Research, regulation, industry reports

Credit report gripes nearly doubled this summer

Kelly Dilworth

The credit reporting industry was supposed to have cleaned up its act by now.

Thanks to the Consumer Financial Protection Bureau (CFPB) and aggressive state attorneys generals, the industry has made a number of promising changes in recent years. They include updating its dispute system so that it accepts and forwards evidence, improving procedures for investigating consumer complaints and establishing a 180-day waiting period before overdue medical debt is reported.

However, according to an August 25 report from the CFPB, credit reports continue to be a major headache for consumers — and complaints about the industry are surging, despite the industry’s efforts to improve.

According to the document, the number of credit reporting complaints the CFPB received this summer jumped by roughly 45 percent compared to the previous year. Month-over-month, the increase was even steeper: Complaints rose by an eye-popping 56 percent between June 2015 and July 2015.

The CFPB didn’t speculate on why the number of complaints increased so sharply. But it did say that the vast majority — around 77 percent — are gripes about credit report accuracy. Often, the complaints centered on questionable debt collection marks or about debts consumers insisted were already paid, according to the report. Consumers also complained about debt that’s too old to be reported or that belonged to someone else.

In addition, a substantial number of people complained about the credit report dispute process, which has come under intense scrutiny in recent years over its cursory investigations of consumer complaints. Around 9 percent of complaints received were about the industry’s investigation process. Identity theft victims, in particular, reported having significant trouble getting mistaken information off their reports. “Victims of identity theft often encounter difficulty correcting inaccuracies in their reports with both the lenders and the credit reporting companies,” according to the CFPB.

Many consumers also had a hard time accessing their credit reports because they couldn’t pass the bureaus’ online identity verification tests. People can get around the tests by mailing a credit report request instead, but many resist using snail mail because it’s so inconvenient, said the CFPB. Some also worry mailing personal documents to verify an identity is potentially risky.

The vast majority of the complaints the CFPB received this summer revolved around the three biggest credit bureaus, Experian, Equifax and TransUnion, which also receive the most attention from regulators, lenders and consumers.

More improvements on the way
The good news is the big three credit bureaus aren’t done making improvements. It’s only been five months since the bureaus announced a deal with the office of New York State Attorney General Eric T. Schneiderman that would improve the credit reporting and dispute processes. In March, the credit bureaus announced that specially trained employees would be hired to investigate credit report errors rather than rely on a largely automated process. The bureaus also agreed to not report medical debt until it had been overdue for roughly six months, in addition to doing a better job of monitoring data furnishers and workinh harder to notify people about the free annual reports they’re eligible to receive from It’s not clear, however, how many of those promises have been implemented so far since the bureaus have up to three years to meet those requirements.

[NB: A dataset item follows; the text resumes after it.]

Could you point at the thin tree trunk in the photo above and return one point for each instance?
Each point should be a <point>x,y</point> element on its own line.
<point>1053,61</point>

The credit bureaus also cut a deal with 31 states earlier this summer that requires lenders and other data furnishers who frequently submit inaccurate information be flagged. In addition, the top three credit bureaus promised to stop reporting delinquencies resulting from minor infractions, such as library fines and unpaid traffic tickets.

In a news release accompanying this week’s report, CFPB director Richard Cordray says the agency will continue to monitor the credit reporting agencies and pressure them to continue to improve. “As we see a rise in the number of consumers complaining about this issue, the bureau will continue to work to ensure that credit reports are fair, accurate and readily available to all consumers,” said Cordray in the release. However, it’s possible that we’ll see a substantial drop in credit report complaints in the coming year as more improvements are implemented.